Le Prince Noir aux Archives départementales de Haute-Vienne

La note de l'auteur

Dans le cadre d’un stage de master en histoire médiévale, les Archives Départementales m’ont confié une mission d’analyse des sceaux présents dans leurs fonds. Afin de permettre l’accès à ce patrimoine méconnu au grand public comme aux chercheurs, les résultats de cette étude sont progressivement intégrés à SIGILLA, une base de données sigillographique en ligne à usage scientifique. Le 8 janvier 2024, des agents des Archives départementales et moi avons été formés dans ce but par M. Laurent Hablot, enseignant-chercheur à l’université de Poitiers, et Mme Catherine Kasteleiner, ingénieure de recherche à l’université de Strasbourg, tous deux responsables du projet SIGILLA.

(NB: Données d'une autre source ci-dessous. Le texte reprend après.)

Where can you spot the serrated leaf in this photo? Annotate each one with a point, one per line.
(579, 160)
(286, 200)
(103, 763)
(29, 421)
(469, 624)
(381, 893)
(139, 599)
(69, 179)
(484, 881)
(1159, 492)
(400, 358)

Au cours des semaines qui ont suivi, les documents et leurs empreintes se sont ainsi succédé. Si la période couverte par les pièces s’étend du XIIe siècle au XVIIIe siècle, la majeure partie d’entre elles provient des XIIIe et XIVe siècles – et voilà qui tombe bien, c’est ce dernier qui a produit l’exemple remarquable dont va traiter ce billet.


L’acte qui nous intéresse (cote 1 E 1 / 380) est en somme assez anodin : un contrat de mariage entre un certain Itier Moussati, et Alays Renouart, dans le pays de Limoges. Il s’agit plus exactement de la copie du contrat de mariage : l’original a été rédigé en 1335, tandis que cette version est datée de 1368.

Trente-trois ans se sont donc écoulés entre les deux rédactions. Or, nous sommes en Aquitaine, une région qui a connu une activité particulièrement riche au fil de ces décennies, et au-delà, puisque – pour résumer – sa domination constituait un argument employé par Edouard III d’Angleterre pour revendiquer la couronne de France. Tout cela s’inscrit dans une guerre qui devait durer cent seize ans.

Le contexte historique nous happe lorsque l’on observe le sceau appendu au parchemin. À l’avers, celui-ci exhibe un écu reconnaissable entre mille : écartelé aux armes de France en I et en IV, et d’Angleterre en II et en III, dans un quadrilobe. À l’aide d’une loupe et d’un bon éclairage, on devine même un lambel à trois pendants brochant sur l’écartelé. Ce blason, c’est celui d’Édouard de Woodstock, prince de Galles, mais aussi d’Aquitaine, depuis que son royal géniteur l’a nommé à ce titre le 19 juillet 1362.

Faut-il en déduire que celui que l’on connaît mieux sous le sobriquet du Prince Noir s’est occupé de sceller les actes matrimoniaux sous son territoire ? Assurément non. En pleine trêve de Brétigny entre la France et l’Angleterre, le Dominus Principe Aquitanie, tel qu’il s’intitule en suscription de l’acte, a bien d’autres affaires à traiter ; notamment, faire valoir son autorité sur la France anglaise. Néanmoins, il a pu nommer des gardes des sceaux, des officiers assermentés autorisés à porter une matrice afin de frapper son sceau. En tant que garantie juridique, les sceaux sont une marque de pouvoir : les documents qui portent celui du Prince Noir sont placés sous sa protection. Une bonne administration est un bon moyen de s’assurer la fidélité de ses sujets, et c’est ainsi que la copie du présent contrat est réalisée sous l’autorité d’Édouard de Woodstock. Deux ans après l’apposition de ce sceau, la ville de Limoges ouvre ses portes aux troupes françaises, décision que ledit Prince Noir châtie aussitôt en la mettant à sac.

Pour l’étude, plusieurs particularités se dégagent de cette empreinte. En premier lieu, c’est son état de conservation : elle est pratiquement complète, et l’impression dans la cire est encore assez nette, quoique patinée par le temps ; elle nous renseigne sur l’expression du pouvoir aquitain à cette période ; enfin, malgré plusieurs heures à égrainer la littérature sur le sujet, elle ne semble pas encore avoir été référencée. Voici de quoi faire une jolie pièce pour le fonds d’archives.


Dossier préparé par Cyril Auxépaules, stagiaire (Master histoire médiévale à l'Université de Nantes), en charge de l'analyse des sceaux et de leur identification sur Sigilla.